L’introduzione da parte dell’Istituto statistico dell’Unione Europea di nuove misure della quantità di lavoro disponibile inutilizzata nel processo produttivo consente d’interpretare in modo non consueto le complessità del mercato del lavoro del Mezzogiorno d’Italia, in particolare in un’ottica di genere, e d’individuare politiche e priorità più mirate per affrontare la “questione meridionale”. La tradizionale e rigida divisione tra occupati, disoccupati e inattivi che ci presenta un Mezzogiorno dove più della metà della popolazione non lavora e non cercherebbe neppure un’occupazione e dove la quota di donne inattive sarebbe pari a un terzo di tutta la popolazione femminile, non sarebbe socialmente sostenibile e non corrisponde alla realtà.
I tre nuovi indicatori sono complementari al tasso di disoccupazione e non alterano la sua definizione, perché definiscono nuove categorie di inattivi e di occupati. I primi due indicatori costituiscono le “forze di lavoro potenziali” o “addizionali” - FdLP, il terzo i “sottoccupati part time”, le persone che lavorano a orario ridotto, ma vorrebbero lavorare più ore o a tempo pieno.
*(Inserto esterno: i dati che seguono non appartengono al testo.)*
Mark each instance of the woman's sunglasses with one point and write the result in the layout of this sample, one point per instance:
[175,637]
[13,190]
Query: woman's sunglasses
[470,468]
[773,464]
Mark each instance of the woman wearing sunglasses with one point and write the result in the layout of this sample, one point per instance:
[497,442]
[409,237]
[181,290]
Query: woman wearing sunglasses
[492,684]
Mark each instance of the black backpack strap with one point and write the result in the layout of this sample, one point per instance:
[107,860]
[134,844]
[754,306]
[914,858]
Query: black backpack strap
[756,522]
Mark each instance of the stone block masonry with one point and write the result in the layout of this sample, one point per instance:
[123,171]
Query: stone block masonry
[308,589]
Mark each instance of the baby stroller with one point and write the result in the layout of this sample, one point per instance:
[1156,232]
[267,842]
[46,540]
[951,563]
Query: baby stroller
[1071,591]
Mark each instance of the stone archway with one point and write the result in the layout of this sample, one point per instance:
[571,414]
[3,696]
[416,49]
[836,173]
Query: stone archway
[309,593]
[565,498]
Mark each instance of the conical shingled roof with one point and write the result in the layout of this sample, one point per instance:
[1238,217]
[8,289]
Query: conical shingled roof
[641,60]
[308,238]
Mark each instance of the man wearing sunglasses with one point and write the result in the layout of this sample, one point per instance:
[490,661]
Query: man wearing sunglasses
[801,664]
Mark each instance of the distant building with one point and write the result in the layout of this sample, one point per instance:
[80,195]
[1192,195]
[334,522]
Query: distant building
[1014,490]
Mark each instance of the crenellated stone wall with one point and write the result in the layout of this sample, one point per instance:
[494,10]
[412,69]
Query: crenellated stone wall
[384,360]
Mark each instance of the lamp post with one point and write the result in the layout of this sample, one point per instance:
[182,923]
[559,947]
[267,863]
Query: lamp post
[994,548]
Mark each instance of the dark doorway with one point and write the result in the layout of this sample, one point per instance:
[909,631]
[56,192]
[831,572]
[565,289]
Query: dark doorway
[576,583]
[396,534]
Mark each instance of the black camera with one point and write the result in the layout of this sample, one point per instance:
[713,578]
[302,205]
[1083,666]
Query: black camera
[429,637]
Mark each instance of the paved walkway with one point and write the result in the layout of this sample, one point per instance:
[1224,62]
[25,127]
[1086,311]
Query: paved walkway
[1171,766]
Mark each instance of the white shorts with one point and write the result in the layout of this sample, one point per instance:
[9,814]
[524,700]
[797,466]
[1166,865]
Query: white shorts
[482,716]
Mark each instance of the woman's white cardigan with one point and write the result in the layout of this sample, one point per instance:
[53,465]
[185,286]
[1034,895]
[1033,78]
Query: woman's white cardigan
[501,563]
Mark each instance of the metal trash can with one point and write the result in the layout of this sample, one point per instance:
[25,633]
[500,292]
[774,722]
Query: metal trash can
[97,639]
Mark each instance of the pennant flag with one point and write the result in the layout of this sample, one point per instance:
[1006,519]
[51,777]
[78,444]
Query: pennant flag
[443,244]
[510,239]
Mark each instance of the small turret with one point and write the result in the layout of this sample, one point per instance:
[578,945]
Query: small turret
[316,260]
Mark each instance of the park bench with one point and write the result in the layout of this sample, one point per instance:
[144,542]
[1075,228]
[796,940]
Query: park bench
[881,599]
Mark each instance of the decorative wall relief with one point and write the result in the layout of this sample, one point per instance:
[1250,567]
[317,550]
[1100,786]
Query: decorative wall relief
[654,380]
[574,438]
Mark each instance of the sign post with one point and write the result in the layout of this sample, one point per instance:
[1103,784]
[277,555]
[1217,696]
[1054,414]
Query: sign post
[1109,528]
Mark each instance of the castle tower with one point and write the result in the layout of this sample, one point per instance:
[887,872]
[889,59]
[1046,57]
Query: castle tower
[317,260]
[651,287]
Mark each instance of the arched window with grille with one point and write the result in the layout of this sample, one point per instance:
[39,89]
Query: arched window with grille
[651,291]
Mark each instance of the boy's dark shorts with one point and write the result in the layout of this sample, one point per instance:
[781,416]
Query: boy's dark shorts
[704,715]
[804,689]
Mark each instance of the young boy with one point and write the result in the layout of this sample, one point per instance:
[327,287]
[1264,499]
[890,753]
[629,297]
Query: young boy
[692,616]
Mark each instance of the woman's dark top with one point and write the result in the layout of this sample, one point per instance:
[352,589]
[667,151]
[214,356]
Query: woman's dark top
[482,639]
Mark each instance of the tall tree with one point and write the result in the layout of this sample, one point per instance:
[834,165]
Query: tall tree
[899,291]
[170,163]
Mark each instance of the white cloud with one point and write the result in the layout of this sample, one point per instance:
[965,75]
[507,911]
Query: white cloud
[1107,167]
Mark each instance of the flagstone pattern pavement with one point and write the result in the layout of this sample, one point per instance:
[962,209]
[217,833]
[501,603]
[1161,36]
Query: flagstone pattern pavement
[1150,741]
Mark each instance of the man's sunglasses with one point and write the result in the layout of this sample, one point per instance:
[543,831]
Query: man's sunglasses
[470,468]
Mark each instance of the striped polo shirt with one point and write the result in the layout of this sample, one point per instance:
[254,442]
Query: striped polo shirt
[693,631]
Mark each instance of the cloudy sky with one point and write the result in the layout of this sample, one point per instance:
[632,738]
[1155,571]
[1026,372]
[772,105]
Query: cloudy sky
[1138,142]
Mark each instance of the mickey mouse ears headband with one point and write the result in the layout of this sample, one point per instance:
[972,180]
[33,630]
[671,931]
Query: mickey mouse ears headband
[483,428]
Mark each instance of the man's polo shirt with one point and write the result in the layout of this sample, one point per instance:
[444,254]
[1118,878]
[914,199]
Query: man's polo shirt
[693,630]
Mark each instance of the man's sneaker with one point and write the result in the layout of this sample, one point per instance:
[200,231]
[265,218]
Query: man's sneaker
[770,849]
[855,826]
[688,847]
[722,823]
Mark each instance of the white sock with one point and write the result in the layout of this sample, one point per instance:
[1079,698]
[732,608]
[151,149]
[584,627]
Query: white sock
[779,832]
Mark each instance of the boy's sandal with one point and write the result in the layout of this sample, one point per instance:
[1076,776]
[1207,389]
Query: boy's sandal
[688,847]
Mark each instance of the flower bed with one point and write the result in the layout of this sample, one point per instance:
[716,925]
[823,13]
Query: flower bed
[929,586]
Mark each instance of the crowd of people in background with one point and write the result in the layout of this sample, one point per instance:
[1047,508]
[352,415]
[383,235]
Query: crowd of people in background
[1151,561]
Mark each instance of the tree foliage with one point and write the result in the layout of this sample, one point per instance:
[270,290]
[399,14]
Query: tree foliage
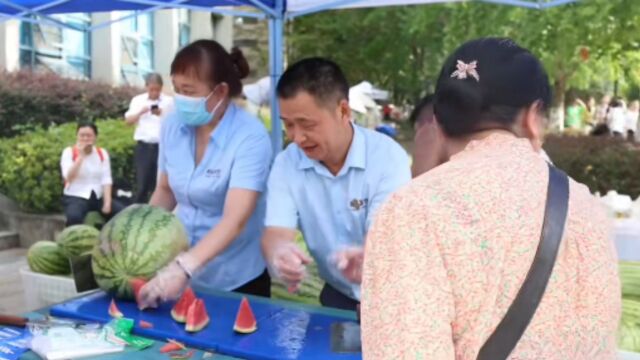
[589,45]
Il fenomeno delle forze di lavoro potenziali interessa particolarmente l’Italia, dato che su una platea europea di 11 milioni di persone più di un quarto risiede nel nostro Paese (3 milioni).
Dall’analisi emergono alcune evidenze. Innanzitutto il Mezzogiorno non è costituito da una maggioranza di “fannulloni”, addirittura dal 70% di donne inattive che si osservano in alcune regioni meridionali, ma da una quota rilevante di forze di lavoro potenziali. Queste sono in gran parte costituite da persone, in maggioranza donne, che sarebbero disponibili immediatamente a lavorare se si presentasse l’occasione. Di conseguenza il tasso di mancata partecipazione al lavoro che prende in considerazione non solo i disoccupati, ma anche gli inattivi disponibili a lavorare, ma che non cercano, assume valori piuttosto elevati: 18% nella media italiana, 11% nelle regioni del Centro Nord, e 32% nel Mezzogiorno che sale al 41,7% per la componente femminile. In Italia, di conseguenza, le persone che cercano effettivamente un lavoro e non riescono a trovarlo sono nel 2011 complessivamente circa 5 milioni, dei quali quasi 3 risiedono nelle regioni del Mezzogiorno.
Risulta, inoltre, che la probabilità di trovare un lavoro degli inattivi meridionali disponibili a lavorare non è molto diversa da quella dei disoccupati e che quella dell’altra componente delle forze di lavoro potenziali – gli inattivi che cercano attivamente, ma non sono disponibili a lavorare immediatamente – è persino superiore. Insomma, la scelta di non cercare attivamente un’occupazione, anche in presenza di una chiara disponibilità a lavorare immediatamente, è razionale. La propensione al lavoro degli inattivi disponibili a lavorare non è molto diversa da quella dei disoccupati, ma è molto lontana da quelle dei “veri” inattivi, depurati dalle FdLP. Infine, è altamente probabile che una quota importante delle forze di lavoro potenziali sia occupata in attività non regolari. Quali indicazioni di policy per il Mezzogiorno? Per far partire un percorso virtuoso di crescita, occorre innanzitutto ridurre i finanziamenti distribuiti a pioggia per concentrarli su pochi progetti interregionali.
Occorre principalmente creare una domanda di lavoro regolare, più qualificata, che si avvicini a due milioni di posti di lavoro per assorbire questa platea di supposti inattivi così vasta e anomala non solo in Europa, ma anche nel Centro Nord del Paese. Già sapere che occorre operare prevalentemente sulla domanda di lavoro, piuttosto che sull’offerta, è un passo avanti. Inoltre, bisogna tenere presente che non esiste un unico sistema produttivo meridionale con caratteristiche simili e in gran parte scarsamente produttivo. Bisogna, infine, puntare soprattutto su tre risorse esistenti in grande misura nel Mezzogiorno: beni culturali e ambientali mediamente superiori a quelli disponibili nel Centro Nord; una specializzazione agricola di notevole rilievo nel panorama nazionale ed europeo ma da sempre sottovalutata; risorse di conoscenza scientifica non trascurabili negli atenei, legate al ruolo dell’università pubblica.